Find or return last element of iterator

mankinskin · April 10, 2021, 12:58pm

Is there a way to find an element of an iterator or return the last element if none is found with existing adapters? Or is there an existing crate implementing an operation like this?

The behavior I need is

return None if iterator is empty
return Some(element) when element matches the predicate
return Some(last_element) when no element matches the predicate

alice · April 10, 2021, 1:10pm

Here you go:

fn matching_or_last<I, F>(iter: I, mut f: F) -> Option<I::Item>
where
    I: IntoIterator,
    F: FnMut(&I::Item) -> bool,
{
    let mut last = None;
    
    for elem in iter {
        if f(&elem) {
            return Some(elem);
        }
        last = Some(elem);
    }
    
    last
}

If you must use iterators, there aren't any great ones besides rewriting the above loop with try_fold or something. There are some neat things like this one:

fn matching_or_last<I, F>(iter: I, mut f: F) -> Option<I::Item>
where
    I: IntoIterator,
    F: FnMut(&I::Item) -> bool,
{
    let mut counter = 0;
    iter.into_iter()
        .max_by_key(|elem| if f(elem) { u64::MAX } else { counter += 1; counter })
}

but it doesn't short-circuit.

Yandros · April 10, 2021, 1:20pm

If you really want to "one-shot" this with iterator adaptors, do this: it short-circuits as expected:

let mut acc = None;
match
    iterator
    .scan(&mut acc, |acc, elem| if predicate(&elem) { **acc = Some(elem); None } else { Some(elem) })
    .last()
{
    Some(last) => Some(acc.unwrap_or(last)),
    None => acc,
}

(Again, using .scan() as the poor man's replacement of .map_while() in stable Rust).
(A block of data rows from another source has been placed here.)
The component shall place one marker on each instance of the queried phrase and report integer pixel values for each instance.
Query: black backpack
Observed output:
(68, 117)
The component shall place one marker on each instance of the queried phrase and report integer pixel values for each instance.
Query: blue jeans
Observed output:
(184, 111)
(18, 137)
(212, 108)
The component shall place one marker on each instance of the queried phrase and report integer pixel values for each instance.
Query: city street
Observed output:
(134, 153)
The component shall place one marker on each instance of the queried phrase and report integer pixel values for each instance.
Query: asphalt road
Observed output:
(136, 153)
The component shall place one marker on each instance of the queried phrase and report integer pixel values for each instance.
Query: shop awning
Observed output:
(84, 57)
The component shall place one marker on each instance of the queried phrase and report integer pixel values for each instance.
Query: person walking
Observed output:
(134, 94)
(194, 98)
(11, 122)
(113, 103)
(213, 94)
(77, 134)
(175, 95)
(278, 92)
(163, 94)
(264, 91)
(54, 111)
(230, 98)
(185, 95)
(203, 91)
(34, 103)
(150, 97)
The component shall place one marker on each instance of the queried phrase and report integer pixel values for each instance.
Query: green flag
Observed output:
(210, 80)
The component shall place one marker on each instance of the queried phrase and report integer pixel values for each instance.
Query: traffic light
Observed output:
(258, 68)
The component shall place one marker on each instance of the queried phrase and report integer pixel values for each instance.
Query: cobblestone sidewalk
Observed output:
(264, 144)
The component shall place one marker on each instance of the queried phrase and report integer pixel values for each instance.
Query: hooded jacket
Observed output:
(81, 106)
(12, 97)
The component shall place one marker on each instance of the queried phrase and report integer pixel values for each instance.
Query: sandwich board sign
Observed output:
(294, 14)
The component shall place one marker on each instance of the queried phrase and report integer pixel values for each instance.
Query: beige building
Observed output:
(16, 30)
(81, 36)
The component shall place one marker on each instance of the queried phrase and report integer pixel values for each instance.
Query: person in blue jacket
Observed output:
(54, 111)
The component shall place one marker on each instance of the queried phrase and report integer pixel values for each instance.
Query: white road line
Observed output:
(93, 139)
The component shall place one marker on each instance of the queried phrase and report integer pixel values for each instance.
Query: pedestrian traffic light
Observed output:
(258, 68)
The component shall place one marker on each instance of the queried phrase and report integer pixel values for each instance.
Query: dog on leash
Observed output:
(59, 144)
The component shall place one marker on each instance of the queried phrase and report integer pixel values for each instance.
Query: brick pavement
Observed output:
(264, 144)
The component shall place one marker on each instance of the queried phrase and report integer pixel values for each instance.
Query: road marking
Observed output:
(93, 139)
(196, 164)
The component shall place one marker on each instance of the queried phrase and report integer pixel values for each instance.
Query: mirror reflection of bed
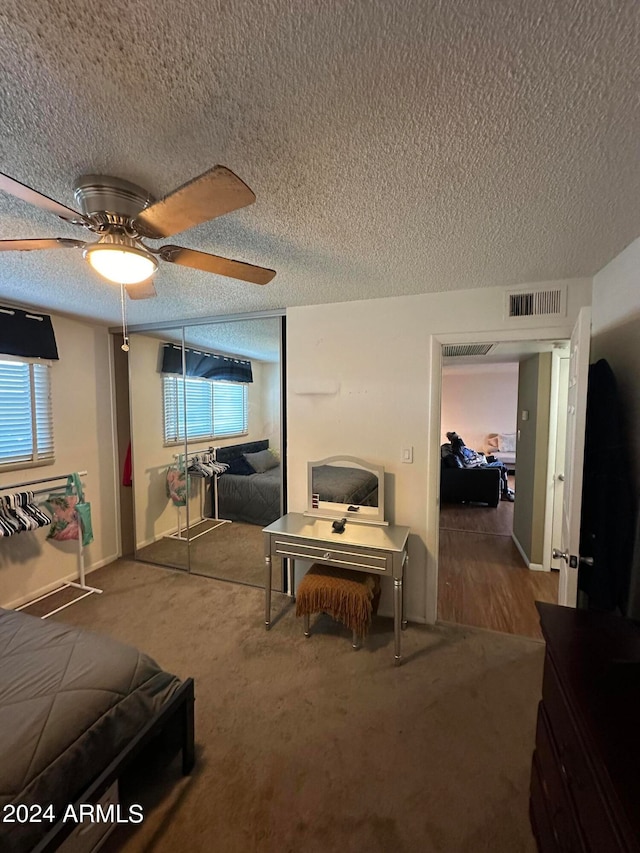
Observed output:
(187, 537)
(345, 486)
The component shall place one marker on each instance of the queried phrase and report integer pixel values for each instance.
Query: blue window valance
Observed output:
(205, 365)
(26, 334)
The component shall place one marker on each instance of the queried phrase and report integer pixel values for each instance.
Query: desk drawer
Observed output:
(345, 556)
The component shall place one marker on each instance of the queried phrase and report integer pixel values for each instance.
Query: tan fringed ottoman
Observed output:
(348, 597)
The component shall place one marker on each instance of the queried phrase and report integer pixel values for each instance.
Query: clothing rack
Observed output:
(187, 460)
(213, 452)
(87, 590)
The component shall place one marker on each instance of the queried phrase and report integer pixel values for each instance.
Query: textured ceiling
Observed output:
(394, 148)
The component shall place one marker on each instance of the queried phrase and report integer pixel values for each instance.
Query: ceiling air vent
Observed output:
(536, 302)
(462, 350)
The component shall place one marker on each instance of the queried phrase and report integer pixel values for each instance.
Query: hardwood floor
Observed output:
(482, 579)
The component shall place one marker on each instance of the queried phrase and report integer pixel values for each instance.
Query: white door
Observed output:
(567, 548)
(557, 486)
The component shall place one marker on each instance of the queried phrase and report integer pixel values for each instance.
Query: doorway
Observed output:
(490, 556)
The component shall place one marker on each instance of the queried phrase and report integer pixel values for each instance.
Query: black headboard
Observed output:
(235, 451)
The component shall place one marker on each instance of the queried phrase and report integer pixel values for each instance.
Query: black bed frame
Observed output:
(174, 720)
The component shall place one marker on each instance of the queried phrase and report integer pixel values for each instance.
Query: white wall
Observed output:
(81, 393)
(380, 352)
(155, 515)
(478, 399)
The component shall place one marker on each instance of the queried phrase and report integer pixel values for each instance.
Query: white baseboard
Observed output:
(534, 567)
(43, 590)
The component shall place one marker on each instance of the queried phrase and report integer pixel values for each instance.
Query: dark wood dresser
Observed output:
(585, 775)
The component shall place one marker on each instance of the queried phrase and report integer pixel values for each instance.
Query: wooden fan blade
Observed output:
(142, 290)
(212, 194)
(32, 244)
(13, 187)
(214, 263)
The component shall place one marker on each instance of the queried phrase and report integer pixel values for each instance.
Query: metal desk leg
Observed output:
(404, 620)
(267, 593)
(397, 617)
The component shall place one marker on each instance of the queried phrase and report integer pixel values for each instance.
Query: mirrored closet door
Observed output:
(206, 445)
(158, 451)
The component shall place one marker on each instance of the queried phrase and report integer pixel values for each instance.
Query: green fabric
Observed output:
(68, 510)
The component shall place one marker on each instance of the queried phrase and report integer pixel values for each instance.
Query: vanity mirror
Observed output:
(346, 487)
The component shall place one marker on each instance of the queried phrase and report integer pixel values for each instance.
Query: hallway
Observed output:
(482, 579)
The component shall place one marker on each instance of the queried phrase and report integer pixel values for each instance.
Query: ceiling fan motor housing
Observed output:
(110, 201)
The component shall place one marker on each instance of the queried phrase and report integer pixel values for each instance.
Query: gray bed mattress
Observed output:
(70, 701)
(254, 499)
(345, 485)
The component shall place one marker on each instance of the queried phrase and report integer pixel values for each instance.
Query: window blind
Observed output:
(214, 409)
(26, 422)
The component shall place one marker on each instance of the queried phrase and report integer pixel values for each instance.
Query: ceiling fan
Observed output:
(122, 214)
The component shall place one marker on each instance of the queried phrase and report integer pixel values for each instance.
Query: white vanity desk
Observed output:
(377, 548)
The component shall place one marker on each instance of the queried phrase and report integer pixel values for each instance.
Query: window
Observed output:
(214, 409)
(26, 421)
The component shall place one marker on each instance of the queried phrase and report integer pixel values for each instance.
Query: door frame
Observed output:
(437, 341)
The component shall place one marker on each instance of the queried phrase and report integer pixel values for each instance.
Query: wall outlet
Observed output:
(407, 454)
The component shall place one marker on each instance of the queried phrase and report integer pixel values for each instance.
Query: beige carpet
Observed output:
(306, 745)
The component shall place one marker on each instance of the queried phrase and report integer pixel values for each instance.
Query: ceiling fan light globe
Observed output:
(121, 265)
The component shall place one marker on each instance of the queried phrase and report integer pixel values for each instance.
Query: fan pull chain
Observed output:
(123, 306)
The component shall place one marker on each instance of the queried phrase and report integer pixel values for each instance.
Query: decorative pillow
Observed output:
(240, 467)
(507, 442)
(261, 461)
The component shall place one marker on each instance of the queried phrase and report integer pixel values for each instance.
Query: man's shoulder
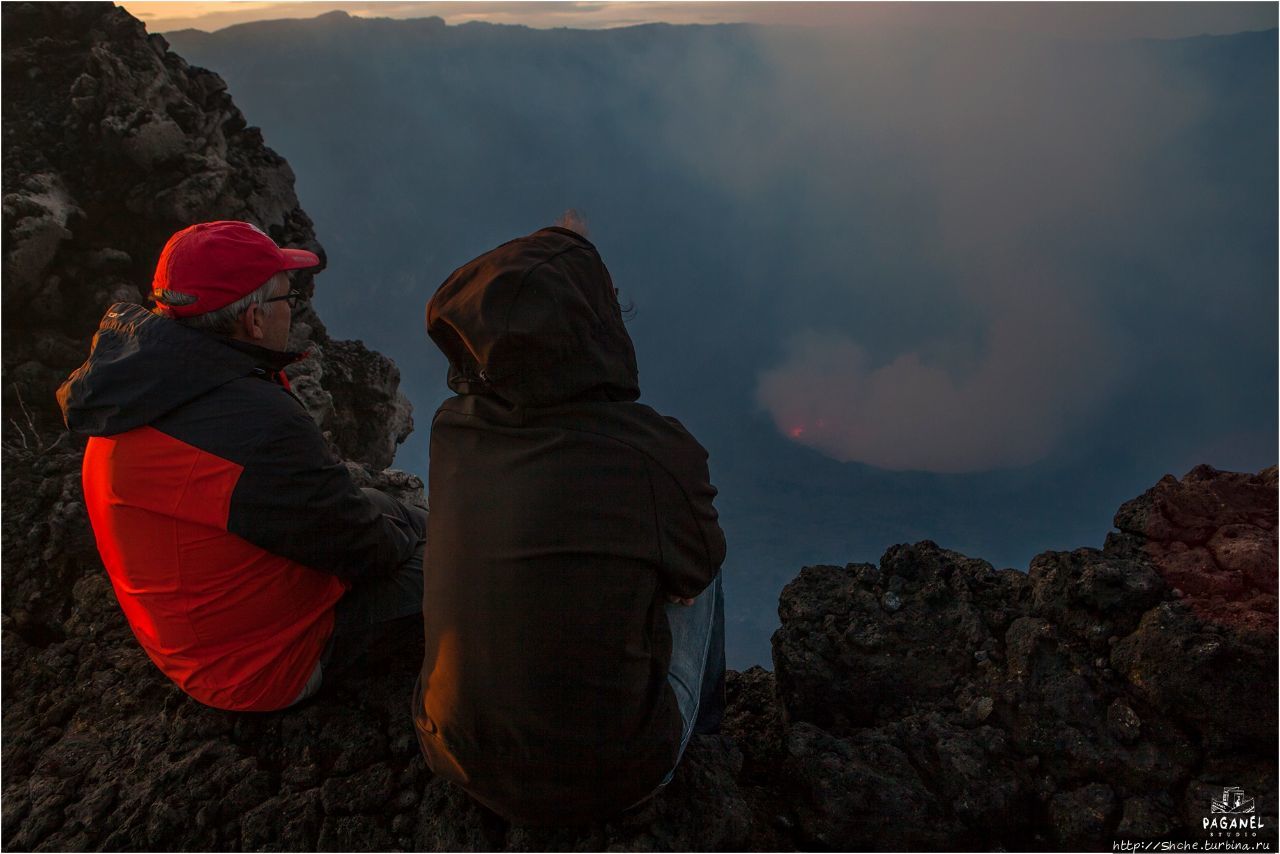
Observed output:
(237, 418)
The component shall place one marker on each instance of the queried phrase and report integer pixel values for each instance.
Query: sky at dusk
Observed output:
(1068, 19)
(967, 273)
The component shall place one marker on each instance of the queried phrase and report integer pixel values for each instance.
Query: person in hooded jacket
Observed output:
(245, 558)
(572, 611)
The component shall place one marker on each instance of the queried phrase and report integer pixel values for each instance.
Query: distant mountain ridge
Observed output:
(927, 702)
(712, 167)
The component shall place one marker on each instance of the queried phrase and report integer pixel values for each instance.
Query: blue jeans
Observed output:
(369, 606)
(696, 672)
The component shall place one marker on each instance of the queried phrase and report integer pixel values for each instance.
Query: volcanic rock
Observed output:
(929, 702)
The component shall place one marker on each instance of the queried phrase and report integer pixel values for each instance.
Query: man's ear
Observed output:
(250, 324)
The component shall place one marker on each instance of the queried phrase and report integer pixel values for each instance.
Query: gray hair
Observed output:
(222, 320)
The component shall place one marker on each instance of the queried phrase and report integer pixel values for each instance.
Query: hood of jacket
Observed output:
(536, 323)
(142, 365)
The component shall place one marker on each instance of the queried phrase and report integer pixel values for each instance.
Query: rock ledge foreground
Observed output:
(928, 703)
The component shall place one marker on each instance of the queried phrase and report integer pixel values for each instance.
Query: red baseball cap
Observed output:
(219, 263)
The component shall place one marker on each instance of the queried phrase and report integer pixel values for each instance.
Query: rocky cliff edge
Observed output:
(928, 703)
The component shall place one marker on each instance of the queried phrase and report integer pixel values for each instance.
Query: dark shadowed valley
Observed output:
(919, 699)
(901, 283)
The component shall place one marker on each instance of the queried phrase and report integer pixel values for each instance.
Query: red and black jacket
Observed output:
(227, 525)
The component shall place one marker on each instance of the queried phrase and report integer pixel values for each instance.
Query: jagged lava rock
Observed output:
(929, 702)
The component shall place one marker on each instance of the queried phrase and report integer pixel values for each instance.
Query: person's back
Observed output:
(563, 515)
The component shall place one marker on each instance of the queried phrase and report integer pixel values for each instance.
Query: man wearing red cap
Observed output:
(245, 558)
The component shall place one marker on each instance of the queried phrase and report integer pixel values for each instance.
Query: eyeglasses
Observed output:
(293, 297)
But I find the initial spelled out definition of matching_or_last from @alice to more clearly express the semantics of the desired operation, making it more readable.

mankinskin · April 10, 2021, 1:23pm

Thank you so much! Is there any advantage to implement this using only iterators? I now implemented your function in a trait for all Iterator + Sized, so I can use it on iterators, but I was thinking about implementing this behavior like a mix of .find() and .last() in something like itertools, if there is any advantage.

mankinskin · April 10, 2021, 1:30pm

Are you sure this short-circuits? I would think scan keeps iterating to the last element of the iterator even if a match has been found, no?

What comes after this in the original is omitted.